Sedert enige tijd voeren wij een discussie over het relatieve belang van onderdrukking, vervolging en verzet, zeg maar de verhouding tussen oranje en grijs. Het is goed de feiten te kennen en te wegen, inzicht te stellen boven mythe.
Maar deze opheldering mag niet verduisteren dat de geschiedenis meestal wordt gemaakt en gewijd door minderheden. Zij die vielen, voor wie - met deze woorden - na de bevrijding duizenden eretekenen werden opgericht, ontleenden hun betekenis niet aan het getal maar aan het gedrag: een voor een en vereend.

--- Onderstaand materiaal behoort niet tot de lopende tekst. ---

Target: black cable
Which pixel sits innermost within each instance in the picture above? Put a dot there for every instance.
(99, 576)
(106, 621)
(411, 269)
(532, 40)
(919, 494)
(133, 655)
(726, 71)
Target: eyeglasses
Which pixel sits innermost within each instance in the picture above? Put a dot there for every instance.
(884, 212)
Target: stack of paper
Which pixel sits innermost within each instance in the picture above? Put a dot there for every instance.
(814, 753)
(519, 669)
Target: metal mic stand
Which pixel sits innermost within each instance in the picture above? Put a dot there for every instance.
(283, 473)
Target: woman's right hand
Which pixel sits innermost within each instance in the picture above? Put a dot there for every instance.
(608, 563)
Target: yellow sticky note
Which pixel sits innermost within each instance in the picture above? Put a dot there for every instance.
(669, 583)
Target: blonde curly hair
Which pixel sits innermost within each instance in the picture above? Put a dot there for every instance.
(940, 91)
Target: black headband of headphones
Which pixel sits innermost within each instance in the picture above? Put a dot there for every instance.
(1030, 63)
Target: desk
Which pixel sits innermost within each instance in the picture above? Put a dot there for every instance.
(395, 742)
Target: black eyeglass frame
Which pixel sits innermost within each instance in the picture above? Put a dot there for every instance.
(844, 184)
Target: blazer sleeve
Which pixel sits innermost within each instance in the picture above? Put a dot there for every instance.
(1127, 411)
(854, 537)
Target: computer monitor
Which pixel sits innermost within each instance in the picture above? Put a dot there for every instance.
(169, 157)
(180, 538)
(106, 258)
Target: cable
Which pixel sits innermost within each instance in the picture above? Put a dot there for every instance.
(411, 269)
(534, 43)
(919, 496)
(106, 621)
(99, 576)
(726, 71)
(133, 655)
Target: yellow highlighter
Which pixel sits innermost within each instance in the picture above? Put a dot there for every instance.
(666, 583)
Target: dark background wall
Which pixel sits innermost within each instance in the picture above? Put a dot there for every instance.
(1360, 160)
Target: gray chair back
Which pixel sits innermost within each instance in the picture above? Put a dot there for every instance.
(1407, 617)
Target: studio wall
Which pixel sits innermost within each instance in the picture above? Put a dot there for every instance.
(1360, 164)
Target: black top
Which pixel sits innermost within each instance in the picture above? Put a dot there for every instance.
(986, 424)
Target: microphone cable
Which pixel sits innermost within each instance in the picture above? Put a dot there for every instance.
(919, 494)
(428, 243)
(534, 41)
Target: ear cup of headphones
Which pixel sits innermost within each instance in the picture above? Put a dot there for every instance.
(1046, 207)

Vereend in vaderlandse en menselijke motieven. Een voor een met bijzondere daden, offers, lotgevallen. Een vrije samenleving is superieur aan de totalitaire staat omdat haar burgers niet gelijk zijn, niet moeten voldoen aan een sjabloon, geen geur van olympische heiligheid behoeven.
De zachte krachten hebben gewonnen in 't eind. Zij waren sterk terwijl zij zich niet overschatten en overschreeuwden.
Dit voorjaar brachten de kranten ook een ander bericht dat aandacht trok, over het einde van de man wiens bekendste gedicht ons zo dierbaar is. De precieze toedracht zal wellicht nooit blijken. Zoveel is wel zeker, dat hij, ook in de oorlog, geen heilige was.
Maar deze constatering raakt niet de kern van de zaak. Het verzet bestond niet uit smetteloze Herren.
Wij denken en danken de strijders voor wat zij, ondanks tegenwerking, deden; voor wat zij, ondanks afleiding, beoogden; voor wat zij, ondanks zwakheid, offerden.
Met te meer begrip zullen wij voortaan zeggen:
Zo ik heb gefaald
Gelijk een elk wel falen kan
Schenk mij dan Uw gena
Hic manebimus optime
- Boroskov
- Lid
- Berichten: 411
- Lid geworden op: 18 feb 2005, 12:23
- Locatie: Vlaardingen
De herdenkingsrede, door
dhr. J.P. Eusman
In de nachtelijke uren van de 9de op de 10de mei 1940 vielen Duitse troepen Nederland binnen en na 5 dagen strijd werd op woensdagmorgen 15 mei in Rijsoord de capitulatieovereenkomst van het Nederlandse leger getekend. Het Nederlandse volk was ontredderd en reageerde verward. Angst overheerste voor wat zou komen. Toen echter de eerste maatregelen van het Duitse bewind het dagelijks bestaan en de vrijheid van het volk niet te veel schenen te raken, leefden veel burgers hun leven gewoon voort en het overgrote deel deed dat tot het einde van de oorlog.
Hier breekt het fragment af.